UK and EU firms prepare to sever supply chain ties


Companies on either side of the English Channel are preparing contingency plans that would allow them to sever supply chains between the UK and the European Union (EU) after Brexit, according to the Chartered Institute of Procurement & Supply (CIPS).

Its survey of more than 2,000 supply chain managers found that 32% of UK businesses that work with non-UK EU suppliers are actively looking for alternative suppliers based in the UK as a response to the UK’s EU referendum result and the UK’s apparent decision to leave the EU ‘Single Market’ when it leaves the EU in 2019. And businesses elsewhere within the EU are even more advanced in their preparations, with almost half (45%) of those that work with UK suppliers in the process of finding local replacements.

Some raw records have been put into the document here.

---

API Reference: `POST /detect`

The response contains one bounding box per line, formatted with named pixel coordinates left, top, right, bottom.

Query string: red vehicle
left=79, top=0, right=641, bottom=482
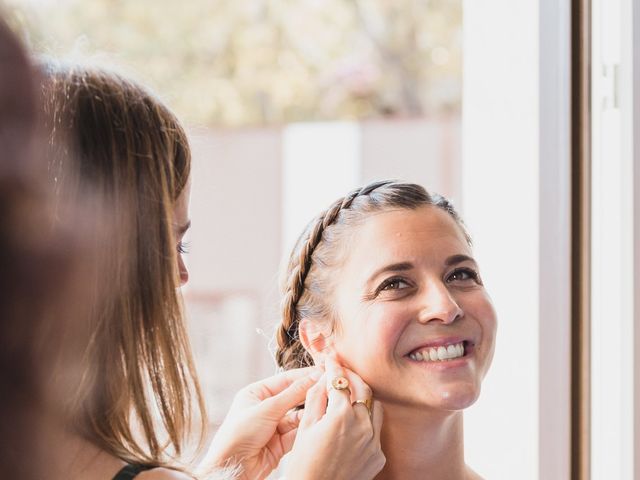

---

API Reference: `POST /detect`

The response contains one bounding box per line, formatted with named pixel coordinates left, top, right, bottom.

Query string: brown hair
left=43, top=63, right=206, bottom=465
left=276, top=180, right=471, bottom=369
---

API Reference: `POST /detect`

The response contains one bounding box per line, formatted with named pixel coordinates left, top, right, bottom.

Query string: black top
left=113, top=465, right=153, bottom=480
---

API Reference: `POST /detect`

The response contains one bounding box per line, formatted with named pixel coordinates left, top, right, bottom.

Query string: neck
left=36, top=420, right=125, bottom=480
left=376, top=404, right=466, bottom=480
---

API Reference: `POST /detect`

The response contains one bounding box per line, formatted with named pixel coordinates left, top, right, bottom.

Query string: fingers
left=371, top=400, right=384, bottom=445
left=300, top=378, right=327, bottom=428
left=248, top=366, right=322, bottom=400
left=260, top=370, right=322, bottom=418
left=344, top=368, right=373, bottom=418
left=324, top=357, right=351, bottom=411
left=277, top=410, right=303, bottom=435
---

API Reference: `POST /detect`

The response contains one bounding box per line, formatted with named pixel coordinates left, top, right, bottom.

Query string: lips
left=406, top=338, right=474, bottom=362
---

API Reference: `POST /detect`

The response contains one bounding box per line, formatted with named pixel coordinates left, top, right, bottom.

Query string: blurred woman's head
left=43, top=64, right=204, bottom=464
left=277, top=182, right=496, bottom=411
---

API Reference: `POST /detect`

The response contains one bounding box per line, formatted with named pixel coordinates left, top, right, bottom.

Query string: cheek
left=469, top=295, right=498, bottom=374
left=335, top=303, right=406, bottom=377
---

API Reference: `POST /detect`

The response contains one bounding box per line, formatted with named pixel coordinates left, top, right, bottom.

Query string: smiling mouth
left=408, top=340, right=471, bottom=362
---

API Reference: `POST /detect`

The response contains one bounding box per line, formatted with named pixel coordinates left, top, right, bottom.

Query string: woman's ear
left=298, top=318, right=334, bottom=365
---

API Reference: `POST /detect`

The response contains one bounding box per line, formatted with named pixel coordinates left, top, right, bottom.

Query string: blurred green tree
left=5, top=0, right=462, bottom=126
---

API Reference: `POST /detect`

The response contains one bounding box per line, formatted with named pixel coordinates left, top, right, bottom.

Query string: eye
left=376, top=277, right=411, bottom=295
left=447, top=268, right=482, bottom=285
left=178, top=241, right=189, bottom=255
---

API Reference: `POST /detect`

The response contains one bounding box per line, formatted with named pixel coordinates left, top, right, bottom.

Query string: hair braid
left=276, top=180, right=393, bottom=369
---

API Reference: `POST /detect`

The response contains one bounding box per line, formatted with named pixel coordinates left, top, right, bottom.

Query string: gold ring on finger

“Diplomats either side of the table have barely decided on their negotiating principles and already supply chain managers are deep into their preparations for Brexit,” claimed CIPS’ group CEO Gerry Walsh. “Both European and British businesses will be ready to reroute their supply chains in 2019 if trade negotiations fail and are not wasting time to see what happens.”

CIPS underlined that with exit negotiations in their early stages, the most pressing supply chain challenge for UK businesses thus far has been currency fluctuation. Almost two thirds (65%) have seen their supply chains become more expensive as a result of a weaker Sterling, with nearly a third (29%) re-negotiating some contracts as a result.

“Fluctuations in the exchange rate or the introductions of new tariffs can dramatically change where British companies do business,” noted Walsh. “The separation of the UK from Europe is already well underway even before formal negotiations have begun.”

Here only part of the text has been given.